The SpyGlass System, developed by Boston Scientific Corporation, provides direct visual access into a patient’s biliary duct to improve diagnosis by helping to identify stones, strictures or mass causing obstructions of the bile duct. A fiber optic probe attaches to a camera head and is inserted through a single-use catheter that can be steered in four directions. This is designed to allow the user to access and inspect all four quadrants of the examination and treatment area. As a result, physicians are able to achieve an improved diagnosis for patients.

Piedmont Hospital is one of just 25 medical centers in the nation to be selected to use the Spyglass System in the second phase of clinical release for the device and is the first of its kind in metro Atlanta.

Direct visualization of the biliary system (cholangioscopy) has been possible for more than 30 years and its benefits are well documented in numerous published studies. However, the technology has not been widely adopted due to the cost and limitations of available devices. Boston Scientific designed the SpyGlass System to help therapeutic endoscopists overcome these hurdles and to make cholangioscopy feasible for a larger number of physicians.

Studies Demonstrate Clinical Benefits of SpyGlass System

A study evaluating the clinical utility and safety of the single-operator SpyGlass System for diagnostic and therapeutic endoscopic procedures in bile ducts was performed at the University of Colorado Health Sciences Center in Denver and the Beth Israel Deaconess Medical Center in Boston. Thirty-five patients underwent procedures with the SpyGlass System. Results were published in the May 2007 issue of Gastrointestinal Endoscopy, demonstrating that a single-operator system proved clinically feasible and provided adequate samples for histologic diagnosis and successfully guided stone therapy. The procedures were deemed safe and well tolerated.
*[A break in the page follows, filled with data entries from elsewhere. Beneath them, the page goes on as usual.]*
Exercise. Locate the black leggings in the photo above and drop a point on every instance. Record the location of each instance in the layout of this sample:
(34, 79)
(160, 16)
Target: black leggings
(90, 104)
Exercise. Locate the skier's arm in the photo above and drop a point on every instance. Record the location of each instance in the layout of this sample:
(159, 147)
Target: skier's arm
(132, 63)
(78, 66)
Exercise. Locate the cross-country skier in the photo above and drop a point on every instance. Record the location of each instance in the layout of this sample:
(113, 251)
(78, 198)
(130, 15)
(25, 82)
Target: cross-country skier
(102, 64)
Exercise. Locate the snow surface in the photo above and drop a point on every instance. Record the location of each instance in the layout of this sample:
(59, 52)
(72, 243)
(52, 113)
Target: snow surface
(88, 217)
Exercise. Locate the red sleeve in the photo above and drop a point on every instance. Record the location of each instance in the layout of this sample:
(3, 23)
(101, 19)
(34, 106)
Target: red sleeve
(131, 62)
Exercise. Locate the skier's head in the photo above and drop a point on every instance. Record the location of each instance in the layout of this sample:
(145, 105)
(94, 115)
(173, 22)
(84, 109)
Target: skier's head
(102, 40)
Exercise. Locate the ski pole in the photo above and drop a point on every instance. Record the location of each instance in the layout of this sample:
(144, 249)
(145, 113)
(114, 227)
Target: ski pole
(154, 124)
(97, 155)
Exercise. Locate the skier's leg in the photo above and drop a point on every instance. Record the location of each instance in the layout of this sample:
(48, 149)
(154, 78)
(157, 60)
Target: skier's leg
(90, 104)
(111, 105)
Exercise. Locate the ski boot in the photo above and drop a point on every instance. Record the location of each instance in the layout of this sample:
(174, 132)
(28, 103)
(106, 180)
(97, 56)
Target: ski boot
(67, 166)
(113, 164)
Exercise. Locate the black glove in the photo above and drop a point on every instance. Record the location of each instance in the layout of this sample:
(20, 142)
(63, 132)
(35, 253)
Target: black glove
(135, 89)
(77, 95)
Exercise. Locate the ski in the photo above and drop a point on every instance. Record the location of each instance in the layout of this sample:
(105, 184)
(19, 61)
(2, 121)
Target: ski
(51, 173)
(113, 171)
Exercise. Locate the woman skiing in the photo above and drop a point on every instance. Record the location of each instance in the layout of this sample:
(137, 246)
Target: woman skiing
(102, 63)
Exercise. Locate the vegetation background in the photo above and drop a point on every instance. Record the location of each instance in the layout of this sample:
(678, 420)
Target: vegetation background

In addition, results of a preclinical study described in the February 2007 issue of Gastrointestinal Endoscopy showed that success rates for access in all quadrants were significantly higher with the SpyGlass System than with conventional systems. In addition, higher success rates were attained using the SpyGlass System to access biopsy targets and to perform simulated biopsies. The SpyGlass System permitted access to 48 of 48 biopsy targets.

“These preliminary studies along with my personal experience on more than a dozen patients suggest that the direct visualization provided by the SpyGlass System offers tremendous advantages that until now have not been possible with traditional ERCP systems,” said Dr. Shrestha. “In addition, the SpyGlass System eliminates a significant clinical staffing requirement, provides the potential to improve the efficiency of the procedure, and will allow us to improve the quality of care to our patients.”

“I can’t recommend Dr. Shrestha highly enough. He saved my life,” said Crawford. “It’s great that he and his team got in there in time because I was in bad, bad shape.”